Colleagues’ reactions varied: pity from some, veiled satisfaction from others. Elizabeth Thompson – who’d been in the queue – now Matron. Never missed a chance to revive that day: “Remember, Margaret, turning old Mrs. Hopkins away?” She’d remark pointedly near colleagues. “Poor soul knew she was dying, surely, and you ignored her.”
“Elizabeth, enough,” some colleagues murmured, but she remained relentless.
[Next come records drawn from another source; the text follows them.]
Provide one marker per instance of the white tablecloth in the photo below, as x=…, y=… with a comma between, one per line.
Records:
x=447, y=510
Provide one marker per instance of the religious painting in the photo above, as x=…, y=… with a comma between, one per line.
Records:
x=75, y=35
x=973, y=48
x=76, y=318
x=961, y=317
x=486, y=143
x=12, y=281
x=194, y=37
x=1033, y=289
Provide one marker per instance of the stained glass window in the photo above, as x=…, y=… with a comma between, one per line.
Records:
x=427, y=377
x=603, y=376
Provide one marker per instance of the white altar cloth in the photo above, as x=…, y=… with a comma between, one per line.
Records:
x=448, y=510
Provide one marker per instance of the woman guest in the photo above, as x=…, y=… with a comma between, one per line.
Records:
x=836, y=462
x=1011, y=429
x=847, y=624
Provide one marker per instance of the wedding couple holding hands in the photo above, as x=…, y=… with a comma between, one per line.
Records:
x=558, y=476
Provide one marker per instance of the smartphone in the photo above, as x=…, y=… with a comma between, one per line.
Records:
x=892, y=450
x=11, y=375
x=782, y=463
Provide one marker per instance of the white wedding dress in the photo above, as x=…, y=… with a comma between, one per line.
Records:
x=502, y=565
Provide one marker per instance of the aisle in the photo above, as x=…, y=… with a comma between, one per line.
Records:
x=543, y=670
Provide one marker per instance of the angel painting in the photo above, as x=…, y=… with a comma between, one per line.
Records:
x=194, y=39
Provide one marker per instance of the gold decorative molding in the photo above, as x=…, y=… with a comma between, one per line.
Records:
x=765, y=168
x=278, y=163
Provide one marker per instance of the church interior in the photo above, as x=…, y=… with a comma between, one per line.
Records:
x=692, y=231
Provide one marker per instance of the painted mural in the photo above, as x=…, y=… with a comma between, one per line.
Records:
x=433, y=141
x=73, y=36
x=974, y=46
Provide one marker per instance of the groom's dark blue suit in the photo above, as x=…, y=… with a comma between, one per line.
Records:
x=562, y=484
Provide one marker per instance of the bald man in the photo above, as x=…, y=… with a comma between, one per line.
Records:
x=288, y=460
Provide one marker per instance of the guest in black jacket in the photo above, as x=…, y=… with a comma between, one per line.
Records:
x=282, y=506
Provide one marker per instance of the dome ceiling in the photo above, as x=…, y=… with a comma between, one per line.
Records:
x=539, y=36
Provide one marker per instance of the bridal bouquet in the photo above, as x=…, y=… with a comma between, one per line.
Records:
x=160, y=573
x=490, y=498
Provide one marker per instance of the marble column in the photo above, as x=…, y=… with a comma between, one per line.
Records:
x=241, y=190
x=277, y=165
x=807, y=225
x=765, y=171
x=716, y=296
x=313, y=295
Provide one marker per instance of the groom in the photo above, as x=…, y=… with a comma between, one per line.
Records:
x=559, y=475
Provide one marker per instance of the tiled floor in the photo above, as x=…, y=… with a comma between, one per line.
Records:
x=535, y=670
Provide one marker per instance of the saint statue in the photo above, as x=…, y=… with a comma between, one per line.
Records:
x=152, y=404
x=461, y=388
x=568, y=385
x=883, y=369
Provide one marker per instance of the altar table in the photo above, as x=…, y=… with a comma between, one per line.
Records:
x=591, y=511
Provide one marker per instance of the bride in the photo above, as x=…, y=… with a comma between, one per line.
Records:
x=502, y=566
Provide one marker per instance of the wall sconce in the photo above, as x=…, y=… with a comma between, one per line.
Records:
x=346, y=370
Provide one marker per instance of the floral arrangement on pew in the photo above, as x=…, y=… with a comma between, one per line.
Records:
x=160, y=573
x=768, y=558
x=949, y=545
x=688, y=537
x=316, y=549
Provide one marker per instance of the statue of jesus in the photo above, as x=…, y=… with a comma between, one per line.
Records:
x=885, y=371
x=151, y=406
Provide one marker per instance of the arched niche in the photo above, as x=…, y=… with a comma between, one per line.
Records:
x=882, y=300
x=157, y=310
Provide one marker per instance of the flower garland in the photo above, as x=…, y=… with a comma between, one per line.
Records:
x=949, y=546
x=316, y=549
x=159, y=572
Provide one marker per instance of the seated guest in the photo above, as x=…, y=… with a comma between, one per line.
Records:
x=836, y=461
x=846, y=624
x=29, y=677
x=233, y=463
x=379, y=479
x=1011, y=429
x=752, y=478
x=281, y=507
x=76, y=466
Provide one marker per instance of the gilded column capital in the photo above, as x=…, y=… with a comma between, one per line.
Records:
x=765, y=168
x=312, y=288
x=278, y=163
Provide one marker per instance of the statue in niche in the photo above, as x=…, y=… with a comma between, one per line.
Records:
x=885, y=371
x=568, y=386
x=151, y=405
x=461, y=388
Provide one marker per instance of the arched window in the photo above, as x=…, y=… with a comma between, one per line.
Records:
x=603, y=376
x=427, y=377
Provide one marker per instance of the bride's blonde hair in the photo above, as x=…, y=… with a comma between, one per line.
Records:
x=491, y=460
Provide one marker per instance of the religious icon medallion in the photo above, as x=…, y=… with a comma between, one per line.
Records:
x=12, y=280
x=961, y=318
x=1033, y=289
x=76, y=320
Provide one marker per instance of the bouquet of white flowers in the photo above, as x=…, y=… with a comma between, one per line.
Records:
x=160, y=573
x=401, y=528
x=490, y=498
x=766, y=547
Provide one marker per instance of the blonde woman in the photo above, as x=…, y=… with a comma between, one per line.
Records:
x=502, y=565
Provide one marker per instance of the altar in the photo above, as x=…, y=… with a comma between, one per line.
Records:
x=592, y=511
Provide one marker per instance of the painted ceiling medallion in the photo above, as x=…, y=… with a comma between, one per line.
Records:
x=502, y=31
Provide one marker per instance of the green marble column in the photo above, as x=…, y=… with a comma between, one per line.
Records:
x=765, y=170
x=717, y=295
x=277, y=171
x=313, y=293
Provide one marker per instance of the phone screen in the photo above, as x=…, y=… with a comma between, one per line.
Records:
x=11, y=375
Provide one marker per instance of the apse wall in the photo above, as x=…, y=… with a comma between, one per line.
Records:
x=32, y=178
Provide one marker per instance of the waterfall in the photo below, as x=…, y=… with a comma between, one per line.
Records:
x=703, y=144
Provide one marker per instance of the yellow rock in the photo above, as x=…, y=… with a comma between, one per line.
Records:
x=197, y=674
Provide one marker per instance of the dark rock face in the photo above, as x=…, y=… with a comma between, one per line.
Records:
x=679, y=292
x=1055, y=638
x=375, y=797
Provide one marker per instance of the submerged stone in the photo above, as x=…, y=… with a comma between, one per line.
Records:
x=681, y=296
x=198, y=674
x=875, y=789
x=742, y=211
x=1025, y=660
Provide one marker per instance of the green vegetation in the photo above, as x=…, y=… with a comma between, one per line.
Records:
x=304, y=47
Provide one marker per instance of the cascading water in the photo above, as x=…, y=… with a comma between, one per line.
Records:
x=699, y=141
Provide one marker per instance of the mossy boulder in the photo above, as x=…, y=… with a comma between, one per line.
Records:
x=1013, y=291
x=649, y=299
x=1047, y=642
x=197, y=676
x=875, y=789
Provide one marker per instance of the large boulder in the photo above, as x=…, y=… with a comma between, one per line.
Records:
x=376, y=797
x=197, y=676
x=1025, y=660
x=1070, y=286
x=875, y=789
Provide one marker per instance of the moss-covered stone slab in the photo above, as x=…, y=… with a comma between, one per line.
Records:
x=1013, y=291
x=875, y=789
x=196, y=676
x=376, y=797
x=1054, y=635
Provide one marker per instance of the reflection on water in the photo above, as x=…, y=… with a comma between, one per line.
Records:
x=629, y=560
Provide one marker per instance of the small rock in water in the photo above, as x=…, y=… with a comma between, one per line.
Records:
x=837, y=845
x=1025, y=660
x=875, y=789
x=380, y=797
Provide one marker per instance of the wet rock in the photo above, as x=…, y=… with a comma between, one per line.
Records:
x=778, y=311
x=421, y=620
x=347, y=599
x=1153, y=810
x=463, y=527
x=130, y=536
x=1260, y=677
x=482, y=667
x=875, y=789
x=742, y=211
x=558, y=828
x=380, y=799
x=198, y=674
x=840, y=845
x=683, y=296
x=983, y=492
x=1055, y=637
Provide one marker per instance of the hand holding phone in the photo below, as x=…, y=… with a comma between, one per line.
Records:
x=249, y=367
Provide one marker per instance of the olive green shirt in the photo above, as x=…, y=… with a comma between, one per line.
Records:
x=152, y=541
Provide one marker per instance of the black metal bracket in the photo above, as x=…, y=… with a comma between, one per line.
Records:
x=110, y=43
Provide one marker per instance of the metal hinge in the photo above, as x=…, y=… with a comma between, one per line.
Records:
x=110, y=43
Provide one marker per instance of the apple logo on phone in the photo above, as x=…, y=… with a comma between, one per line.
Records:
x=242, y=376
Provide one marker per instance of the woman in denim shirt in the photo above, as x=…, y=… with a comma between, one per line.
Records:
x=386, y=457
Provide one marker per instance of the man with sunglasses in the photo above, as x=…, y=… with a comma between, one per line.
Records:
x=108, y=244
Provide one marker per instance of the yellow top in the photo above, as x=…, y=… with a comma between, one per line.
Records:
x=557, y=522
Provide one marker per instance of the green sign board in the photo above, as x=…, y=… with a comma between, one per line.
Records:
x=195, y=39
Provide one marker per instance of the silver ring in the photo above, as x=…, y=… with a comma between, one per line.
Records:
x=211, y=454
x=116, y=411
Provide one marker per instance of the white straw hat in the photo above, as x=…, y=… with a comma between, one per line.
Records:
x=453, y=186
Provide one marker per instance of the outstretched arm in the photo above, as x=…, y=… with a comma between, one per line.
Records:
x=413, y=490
“Enough? Doctors must face their actions. Trust is eroded by people like her.”
I clenched my teeth and continued working. Home was venting to my husband, but he grew weary of it. “Margaret, must guilt consume you? You did your utmost. Heart attacks strike unpredictably.”
“Did I? Had I listened, sent her straight off, might she be alive?”
“Might not. Cease dwelling on possibilities.”
But I couldn’t let it rest. Pored over medical texts, symptoms of impending infarctions, desperate to uncover my oversight. More I read, clearer it became: Edith Hopkins exhibited no classic warning signs.
Guilt remained. Worse encountering townsfolk who recalled the whispers: averted glances, pitying stares, hissed comments.
“Mum, let’s relocate,” Eleanor urged upon adulthood. “Fresh start elsewhere.”
“Where? Who’d want me there? Job, home – both are here.”
“That ‘job’! A brilliant woman reduced to delivering test tubes!”
“At least it’s peaceful. I treat no one; I harm no one.” Eleanor studied, married, started a family miles away. Infrequent visits brought the same circular conversation: that ill-fated day.
“Mother, the grandchildren barely know you because of this fixation,” she’d state during visits, gesturing towards the children who played awkwardly around my subdued presence.
The diary faded in my lap as rain blurred the windowpane, and I finally understood the tears weren’t the rain’s, but my own relentless shame still drowning me all these years later.